20180825

受容しなければならないことの正体

今年の2月、私にとっては35歳と1か月の時点で1型糖尿病の診断を受けた。それから約半年が経過したわけだが、このブログで散々、書いてきたように、その間、私の心はあまり晴れやかなものではなく、どちらかというと常に重たい感じがしていた――心に重さなり質量なりがあるのであれば、だが。

それは当然、1型であることのストレスやら不安やらに起因する部分がある。血糖値測定もインスリン注射も、現在では過去に比べるとはるかに便利になった(インスリンが発見されていない100年前ならそもそも生存できなかったわけだし)といえども、「あなたのβ細胞もうダメぽ。現時点では治すこともできない」と告げられれば、さすがにキツイものがある。

……が、今になって振り返ってみると、私の心にのしかかっている「何か」の本体は、1型であることとは違うものであることに気付く。

この半年、「何を見聞きしても、過去の記憶が想起されたり、見ているものを全て記録しておきたくなる」という傾向が私にはあった。休日の散策中に水田を見るだけで高校時代の通学路の情景が脳内いっぱいに広がる、ALBAの時計を見ると小学生時代に親に買ってもらった時計を思い出しその行方が気になって仕方がなくなる……といった具合だ。これは極めて一般的な心的現象かもしれないが、最近の私はその頻度が異常に多かった。

このことは何を示しているのか。恐らく「時間は流れるものである」ということに敏感になっていたということ――というよりも、そのことにようやく気が付いた(35歳にもなって!)ということであろう。

学校を卒業して以来の10年間、「時は止められない」「何事もいつか終わりが来る」ことを私はあまり意識していなかったようだ。平日は仕事して、休日は読書かゲームして、長い休みには故郷に帰って、という暮らしを続ける中で、それに強制的な変化がもたらされる事なぞ考えてもいなかった。

特に何のライフイベントもなかったということも大きいだろう。実のところ転職したり転居したり、近親者の冠婚葬祭に出たりと、人生の移り変わりを感じさせるはずのイベントはいくつかあったのだが、自分自身、それをライフイベントと認識していなかった節がある。
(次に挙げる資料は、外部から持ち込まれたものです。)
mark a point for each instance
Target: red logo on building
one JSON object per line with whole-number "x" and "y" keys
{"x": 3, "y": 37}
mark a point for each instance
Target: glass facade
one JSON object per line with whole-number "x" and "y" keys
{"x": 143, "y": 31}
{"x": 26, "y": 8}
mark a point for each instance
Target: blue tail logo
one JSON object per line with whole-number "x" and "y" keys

そのような私が、1型糖尿病であると診断されることで、つまり、不治の慢性疾患であると告げられることで、今になって「物事には終わりがある」ことを意識せざるを得なくなった、というのがこの半年だったのだと思う。

まず第一に「自分の人生には終わりがある」ことに気が付いた。極論すると、それまでは自分は不老不死だと思っていたに等しいのかもしれない。そして、それに次いで「自分以外にも終わりがある」ことに気が付いた。少なくとも素朴な意味での「永遠」を生きることはできない。やはり万物は流転しているのである。

結局のところ、「あ、もちろん気が付いているとおもうけど、君にも君の世界にもタイムリミットあるからね」と告げられて、ひたすらとまどっていた、というだけの話である。35歳にもなってようやくそんな時期を迎えているのもどうかと思うが(私は精神年齢の成長が標準よりも10歳ぐらい遅いのかもしれない)、半年の間、自身の心に潜んでいたもの、そして、受容しなければならないものの正体を知ることができた。

頭で分かっていても心で受け入れられないこと、それが問題の根本なのかもしれないが、少なくとも頭で分かることができただけでも、一つ進んだと捉えたいものである。